- Vodafone’s data analytics strategy continues to focus on both internal and external opportunities to harvest data (including aggregated, anonymized customer data) for increased efficiency and monetization.
- Its update briefing for analysts was notable more about its progress in the latter.
Vodafone provided an update to analysts on its big data and advanced analytics activities, which are focused both on internal data optimization for Vodafone’s own business outcomes and on external data for use in products and solutions. The briefing also included three demos: an internal solution for intelligent pricing as well as customer solutions for visitor traffic analytics and IoT connectivity analytics.
Vodafone reiterated its specific position as a mobile network operator, which results in generating a massive amount of internal operational data and customer data. It mentioned only briefly its partnership with Google Cloud, announced this year, to collaborate on taming and optimizing its overwhelming volume of data in a strategic way, noting its importance without much further elaboration. The focus was rather on what’s new and what’s working with its internal and external data analytics initiatives.
Vodafone’s data strategy is to maximize value creation from data and analytics to become more data-driven internally as an organization and to monetize external data to enhance core services and create new products for customers. The partnership with Google is key to creating a platform and framework for creating and maintaining quality, reliably consistent internal data and applying artificial intelligence (AI) at scale, while gaining a complete view of the customer based on both operational and customer data. When it comes to the external element – monetizing data to drive business outcomes for customers – Vodafone stressed that the focus today is on executing an already-established strategy. It noted growth in its capabilities from its beginnings as a team of just a few data scientists to what it has now: a large team of data specialists with multiple professional disciplines, as well as an extended, group-wide community of people with a stake in data analytics across different internal domains. It has also grown its customer base from just a handful to about 120 enterprises and public sector organizations across several European markets, with imminent plans to expand to other regions.

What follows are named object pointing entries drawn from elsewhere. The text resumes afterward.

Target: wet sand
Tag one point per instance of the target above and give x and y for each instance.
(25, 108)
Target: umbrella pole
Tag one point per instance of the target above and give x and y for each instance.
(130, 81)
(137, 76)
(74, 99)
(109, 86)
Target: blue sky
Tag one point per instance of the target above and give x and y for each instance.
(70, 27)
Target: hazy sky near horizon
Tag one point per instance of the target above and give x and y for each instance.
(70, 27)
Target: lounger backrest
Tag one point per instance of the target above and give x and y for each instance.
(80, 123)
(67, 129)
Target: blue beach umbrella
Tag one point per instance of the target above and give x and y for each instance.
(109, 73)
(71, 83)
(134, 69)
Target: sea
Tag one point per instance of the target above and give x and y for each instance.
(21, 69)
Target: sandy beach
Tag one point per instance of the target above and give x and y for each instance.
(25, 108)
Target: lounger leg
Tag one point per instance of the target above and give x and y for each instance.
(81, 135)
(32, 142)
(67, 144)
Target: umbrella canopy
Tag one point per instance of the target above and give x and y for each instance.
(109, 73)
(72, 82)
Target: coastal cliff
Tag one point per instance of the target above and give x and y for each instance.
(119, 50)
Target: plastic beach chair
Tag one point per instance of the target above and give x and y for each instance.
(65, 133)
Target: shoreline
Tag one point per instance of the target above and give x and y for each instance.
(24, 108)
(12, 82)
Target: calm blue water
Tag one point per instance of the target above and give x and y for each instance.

What impressed was the number of real live examples provided to back up Vodafone’s ambitious and well-established product strategy, which includes solutions for six verticals (media, travel & tourism, financial services, energy & utilities, government & health, and transportation), and three horizontal domains (sales & marketing, customer service, and logistics & operations). A few years ago, multiple telcos mapped out similarly extensive plans for what could be done with aggregated and anonymized mobility and location data, and rolled out innovative solutions, but it wasn’t always evident that the offerings had found much traction in the market. Vodafone shared new customer references including the European Space Agency, UK Network Rail, Lisbon City Council, Istat, Banca D’Italia, and INE Tourism in Spain, demonstrating how solutions for out-of-home advertising, footfall analysis, smart retail, and smart lighting are being utilized across Europe. The demo it provided for footfall traffic analysis showed how different verticals can use insights to make decisions from the massive dataset, including audience measurement for advertising campaigns, real estate valuation, and smart signage based on traffic and demographics.
Another theme which helped explain the progress Vodafone has enjoyed in its data analytics strategy is the creation of multiple data assets that can be re-used for different use cases, depending on the product and customer segment. By standardizing internal product taxonomies across the business and using a common framework, data-driven initiatives – whether internal or external – can be launched within days rather than months. Internally, it ensures data consistency for any project, enabling all teams to access the same dashboard. Externally, it makes it much simpler to integrate existing data assets into targeted and scalable solutions. Vodafone has also taken a framework approach to figuring out whether or not its role in the data monetization value chain can justify each potential analytics initiative. Understanding where and when it may have a role as a data provider, or as an analytics-as-a-service provider, should result in additional wins as it assesses new opportunities in this emerging market.